The therapy of T1DM adjusts glycemia with exogenous insulin, dietary changes, and exercise. However, in longstanding T1DM cases, IR to exogenous insulin worsens, leading to excessive gain in body weight.
So, when fasting in T1DM, insulin adjustments should be carefully accounted for. Ideally, the time spent in hypoglycemia must remain unaffected/reduced, especially in children with T1DM, or their hemoglobin A1c levels (HbA1c) could fall after fasting.
While fasting could positively affect metabolism, it adversely affects body composition and the cardiometabolic system. Uncontrolled fasting might also lead to kidney damage in people with T1DM.
During Ramadan fasting (RF), the frequency of severe hypoglycemia in people with T1DM increases compared to other months (0.14 episodes vs. 0.03 episodes per month).
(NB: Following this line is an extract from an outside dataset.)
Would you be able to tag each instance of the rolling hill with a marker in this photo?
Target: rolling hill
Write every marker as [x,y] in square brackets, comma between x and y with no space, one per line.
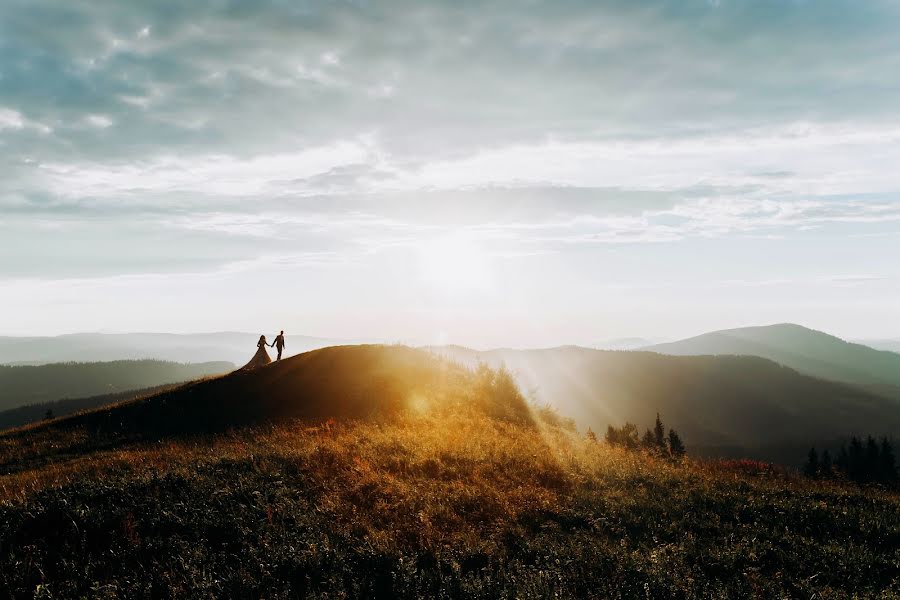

So, people with T1DM who do RM fasting should be well aware of diabetes self-management principles; for instance, they could do continuous glucose monitoring (CGM) to identify hyper/hypoglycemic episodes and adjust their medication accordingly to avoid complications.
Fasting could be applied as an intervention in people with pre-diabetes, which in most cases, leads to the development of T2DM. Targeted lifestyle and weight loss interventions are very beneficial in pre-diabetes management.
In people with T2DM, the timing of food intake and the duration of fasting are paramount for weight management and the accompanying improvement in metabolic health.
However, care when combining medications for T2DM, metformin, GLP-1Ras, or SGLT-2, with fasting, unless their dosage is appropriately adjusted, they pose a potential risk, especially regarding hypoglycemia.
The current review showed that individuals with T1DM and T2DM may fast without worrying about severe glycaemic disturbances.
However, it is efficient as adjuvant therapy for diabetes when performed with utmost care to monitor glucose levels with the support of treating clinicians. These considerations are of utmost importance for diabetic people who fast over a prolonged time, e.g., Muslims who fast during Ramadan.
They could use closed-loop systems with CGM to adjust insulin delivery in real-time to maintain stable blood glucose levels and reduce the risk of hypoglycemia during fasting.
Future studies might capture the long-term effects of fasting using different methodologies in pursuit of evidence of the benefits of fasting in people with T1DM and T2DM.